Quels sont les témoignages de l'œuvre humaine, les plus anciens encore visibles en Haute-Normandie, si nous ne prenons pas en compte les résultats de fouilles archéologiques destinés aux musées ? Il s'agit naturellement de l'œuvre des Celtes, des menhirs et des dolmens, fort peu nombreux dans la région, puisqu'il n'en reste que quelques rares exemplaires.
A côté de ces pierres brutes non taillées, l'auteur a cherché à reconnaître parmi les anciennes croix monolithes, s'il n'y avait pas quelques "Pierres Sacrées" retaillées et transformées au Moyen Age pour les christianiser en leur donnant la forme d'une croix latine.
Dans ce cas il s'agirait de petits monuments locaux, fréquentés par les habitants du lieu et qui, depuis des millénaires, sont un signe entre la ou les divinités et les humains.
Cependant, à ce jour, aucune affirmation n'a pu être donnée quant à leur datation ou leur origine sacrée.

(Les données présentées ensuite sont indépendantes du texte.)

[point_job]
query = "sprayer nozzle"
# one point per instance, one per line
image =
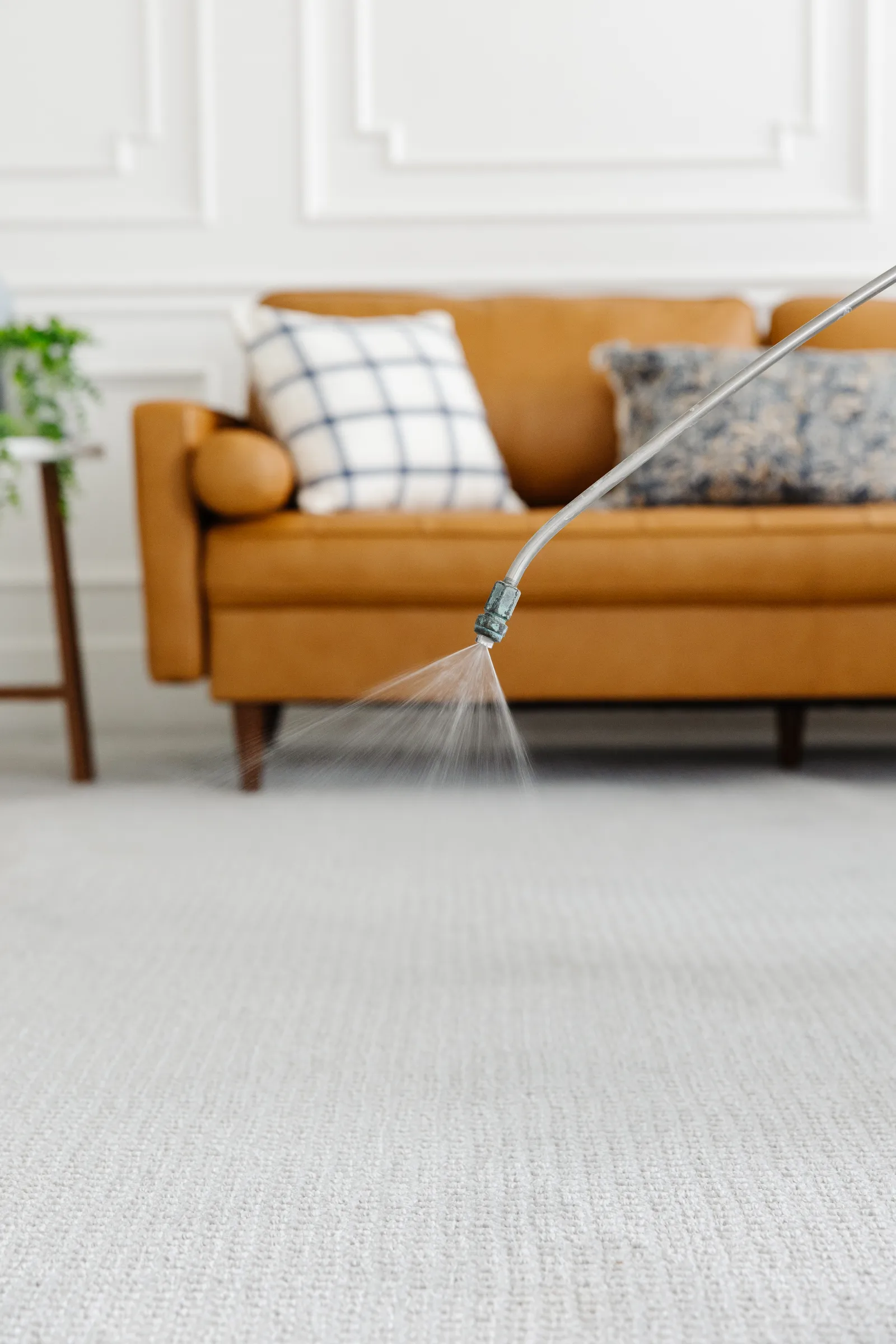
(492, 623)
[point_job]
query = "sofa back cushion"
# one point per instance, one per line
(870, 327)
(551, 414)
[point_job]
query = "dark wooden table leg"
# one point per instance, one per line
(80, 745)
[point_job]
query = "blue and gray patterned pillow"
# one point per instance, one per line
(820, 428)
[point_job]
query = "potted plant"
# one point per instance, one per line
(43, 393)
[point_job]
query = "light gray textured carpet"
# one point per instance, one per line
(612, 1063)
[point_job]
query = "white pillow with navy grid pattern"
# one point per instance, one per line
(379, 413)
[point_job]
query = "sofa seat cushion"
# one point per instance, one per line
(667, 556)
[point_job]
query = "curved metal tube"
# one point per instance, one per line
(642, 455)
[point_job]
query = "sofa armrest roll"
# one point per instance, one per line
(171, 541)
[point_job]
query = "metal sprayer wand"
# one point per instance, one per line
(491, 627)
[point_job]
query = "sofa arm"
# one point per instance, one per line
(166, 435)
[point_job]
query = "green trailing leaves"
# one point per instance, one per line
(45, 393)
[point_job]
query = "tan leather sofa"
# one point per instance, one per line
(785, 605)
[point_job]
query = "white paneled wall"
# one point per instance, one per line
(162, 159)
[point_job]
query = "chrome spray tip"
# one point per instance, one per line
(492, 624)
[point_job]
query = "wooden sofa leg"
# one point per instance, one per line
(792, 726)
(273, 714)
(249, 730)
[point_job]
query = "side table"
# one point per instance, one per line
(46, 455)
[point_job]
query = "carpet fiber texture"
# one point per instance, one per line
(613, 1062)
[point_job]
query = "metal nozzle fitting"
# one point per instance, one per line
(499, 609)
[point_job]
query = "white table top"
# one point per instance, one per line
(32, 448)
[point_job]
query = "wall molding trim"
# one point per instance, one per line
(398, 159)
(166, 297)
(781, 136)
(125, 147)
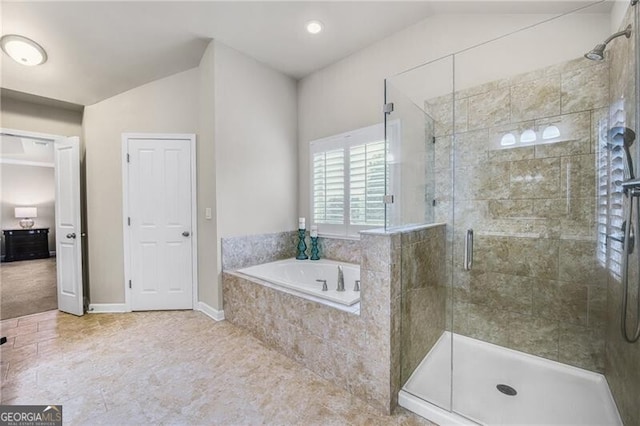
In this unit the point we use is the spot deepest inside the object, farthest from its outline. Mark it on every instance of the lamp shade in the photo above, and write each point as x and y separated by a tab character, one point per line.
26	212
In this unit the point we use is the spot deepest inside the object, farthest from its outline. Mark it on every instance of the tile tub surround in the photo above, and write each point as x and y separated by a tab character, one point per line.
622	360
360	353
337	345
240	252
536	285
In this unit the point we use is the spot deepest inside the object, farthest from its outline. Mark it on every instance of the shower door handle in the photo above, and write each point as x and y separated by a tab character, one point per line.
468	250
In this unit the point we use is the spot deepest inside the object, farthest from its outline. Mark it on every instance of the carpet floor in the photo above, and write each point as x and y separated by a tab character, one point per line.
27	287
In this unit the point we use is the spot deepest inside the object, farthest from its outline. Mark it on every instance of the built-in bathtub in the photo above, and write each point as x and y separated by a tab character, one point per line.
299	277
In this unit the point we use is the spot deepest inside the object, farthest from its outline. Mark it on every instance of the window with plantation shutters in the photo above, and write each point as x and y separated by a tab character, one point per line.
329	187
348	181
367	184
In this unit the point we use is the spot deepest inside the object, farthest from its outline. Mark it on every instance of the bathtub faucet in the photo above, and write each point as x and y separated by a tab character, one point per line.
340	278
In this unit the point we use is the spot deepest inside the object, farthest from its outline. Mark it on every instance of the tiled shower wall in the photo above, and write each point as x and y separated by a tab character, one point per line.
423	294
622	366
536	284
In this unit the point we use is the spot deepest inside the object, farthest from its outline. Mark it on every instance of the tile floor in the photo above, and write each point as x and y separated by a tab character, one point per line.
167	368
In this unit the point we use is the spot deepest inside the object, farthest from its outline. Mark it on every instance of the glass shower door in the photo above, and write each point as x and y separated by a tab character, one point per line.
419	129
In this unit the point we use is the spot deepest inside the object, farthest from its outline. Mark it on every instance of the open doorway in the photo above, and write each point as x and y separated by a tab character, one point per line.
40	219
28	282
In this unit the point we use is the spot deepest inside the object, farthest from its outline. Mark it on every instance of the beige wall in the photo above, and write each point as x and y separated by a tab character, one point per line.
349	93
245	116
33	117
209	291
169	105
256	147
28	186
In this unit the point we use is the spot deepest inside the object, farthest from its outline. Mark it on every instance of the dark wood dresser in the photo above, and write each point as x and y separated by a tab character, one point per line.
25	244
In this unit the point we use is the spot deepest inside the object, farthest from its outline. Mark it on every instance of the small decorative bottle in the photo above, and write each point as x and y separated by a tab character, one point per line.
314	243
302	246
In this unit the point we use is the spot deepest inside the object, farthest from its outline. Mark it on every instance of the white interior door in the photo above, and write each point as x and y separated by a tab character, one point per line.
68	226
160	223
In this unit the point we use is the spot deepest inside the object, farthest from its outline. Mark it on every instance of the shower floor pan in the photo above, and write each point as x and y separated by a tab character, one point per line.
548	392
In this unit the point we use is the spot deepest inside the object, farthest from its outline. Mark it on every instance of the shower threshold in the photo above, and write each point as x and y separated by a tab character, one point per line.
485	377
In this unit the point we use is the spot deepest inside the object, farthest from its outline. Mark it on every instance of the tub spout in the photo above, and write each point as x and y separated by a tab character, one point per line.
340	279
324	285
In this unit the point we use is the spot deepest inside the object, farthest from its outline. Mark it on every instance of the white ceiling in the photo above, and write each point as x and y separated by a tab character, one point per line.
99	49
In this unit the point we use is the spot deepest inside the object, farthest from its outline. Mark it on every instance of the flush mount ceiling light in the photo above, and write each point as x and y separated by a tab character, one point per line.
314	27
23	50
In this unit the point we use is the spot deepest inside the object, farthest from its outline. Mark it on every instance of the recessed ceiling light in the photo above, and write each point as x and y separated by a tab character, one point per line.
23	50
314	27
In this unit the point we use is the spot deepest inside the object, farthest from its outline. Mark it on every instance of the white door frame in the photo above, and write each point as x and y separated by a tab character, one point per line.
126	229
56	139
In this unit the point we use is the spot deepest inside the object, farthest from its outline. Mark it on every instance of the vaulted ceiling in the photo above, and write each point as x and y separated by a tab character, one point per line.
99	49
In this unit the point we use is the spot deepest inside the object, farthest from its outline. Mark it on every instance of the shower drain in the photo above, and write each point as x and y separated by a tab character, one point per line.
507	390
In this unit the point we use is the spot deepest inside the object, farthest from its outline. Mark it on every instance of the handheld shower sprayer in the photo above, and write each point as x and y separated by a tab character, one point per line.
624	137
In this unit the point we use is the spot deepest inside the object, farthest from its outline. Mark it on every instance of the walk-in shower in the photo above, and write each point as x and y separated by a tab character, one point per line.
524	153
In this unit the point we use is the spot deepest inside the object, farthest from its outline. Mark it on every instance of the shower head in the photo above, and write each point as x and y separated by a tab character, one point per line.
597	53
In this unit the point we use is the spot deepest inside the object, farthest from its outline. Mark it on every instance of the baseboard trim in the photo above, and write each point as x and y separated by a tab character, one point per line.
103	308
210	312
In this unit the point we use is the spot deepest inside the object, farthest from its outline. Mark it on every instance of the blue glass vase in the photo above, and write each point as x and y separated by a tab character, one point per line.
315	253
302	246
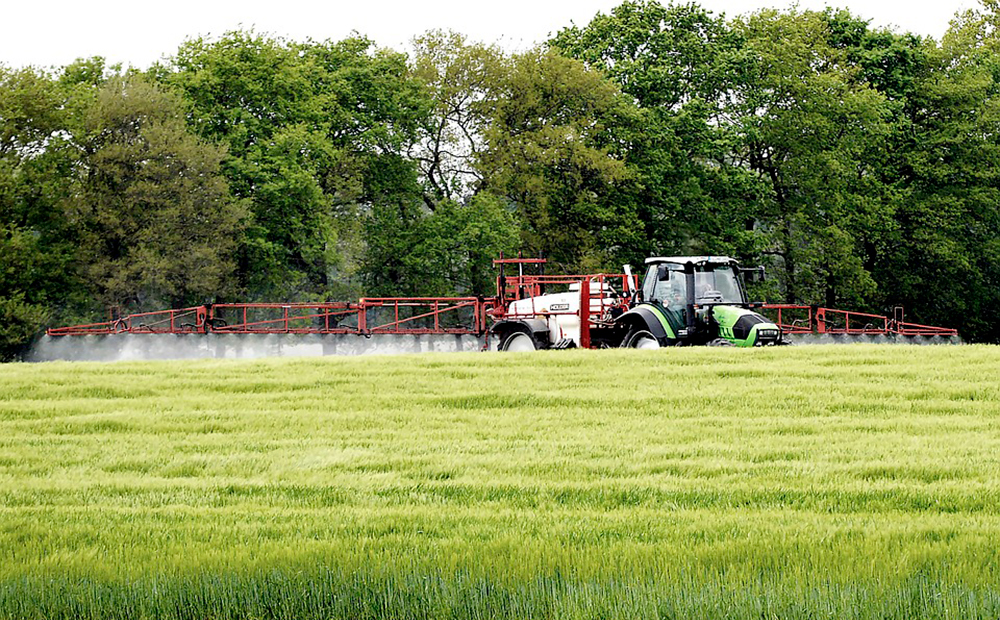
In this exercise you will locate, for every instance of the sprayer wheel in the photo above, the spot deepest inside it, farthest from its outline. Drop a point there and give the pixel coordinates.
(518, 342)
(642, 340)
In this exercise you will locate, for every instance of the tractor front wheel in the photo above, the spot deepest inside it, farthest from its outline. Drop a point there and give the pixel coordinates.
(642, 340)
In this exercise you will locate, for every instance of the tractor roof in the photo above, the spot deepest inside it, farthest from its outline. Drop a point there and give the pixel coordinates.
(698, 260)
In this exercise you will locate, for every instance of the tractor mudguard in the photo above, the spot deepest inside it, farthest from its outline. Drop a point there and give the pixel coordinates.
(648, 316)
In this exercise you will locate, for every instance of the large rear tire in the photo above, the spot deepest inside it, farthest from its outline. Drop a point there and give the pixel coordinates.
(518, 342)
(642, 339)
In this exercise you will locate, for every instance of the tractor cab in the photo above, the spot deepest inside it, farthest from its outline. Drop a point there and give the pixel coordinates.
(715, 280)
(702, 300)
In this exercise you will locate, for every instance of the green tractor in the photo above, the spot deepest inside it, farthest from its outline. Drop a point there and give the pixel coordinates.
(694, 300)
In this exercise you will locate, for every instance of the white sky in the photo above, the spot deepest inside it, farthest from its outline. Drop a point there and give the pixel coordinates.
(55, 32)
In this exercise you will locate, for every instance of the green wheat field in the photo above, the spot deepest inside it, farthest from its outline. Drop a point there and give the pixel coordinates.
(794, 482)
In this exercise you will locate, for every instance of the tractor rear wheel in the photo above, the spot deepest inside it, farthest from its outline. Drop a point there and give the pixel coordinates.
(518, 342)
(642, 339)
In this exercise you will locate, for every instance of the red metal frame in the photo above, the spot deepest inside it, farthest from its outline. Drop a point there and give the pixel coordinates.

Ce livre est donc le fruit d'une recherche faisant le point des connaissances sur ce sujet, en espérant des éléments issus de nouvelles découvertes.
N'y aurait-il qu'une seule croix dont l'origine sacrée pourrait être démontrée, que ce fait mériterait réflexion. Une pierre, sacrée pour les peuples celte et gaulois, demeurant sur son site depuis 1.500 ans, devient un signe chrétien et témoigne de la continuité du sens religieux.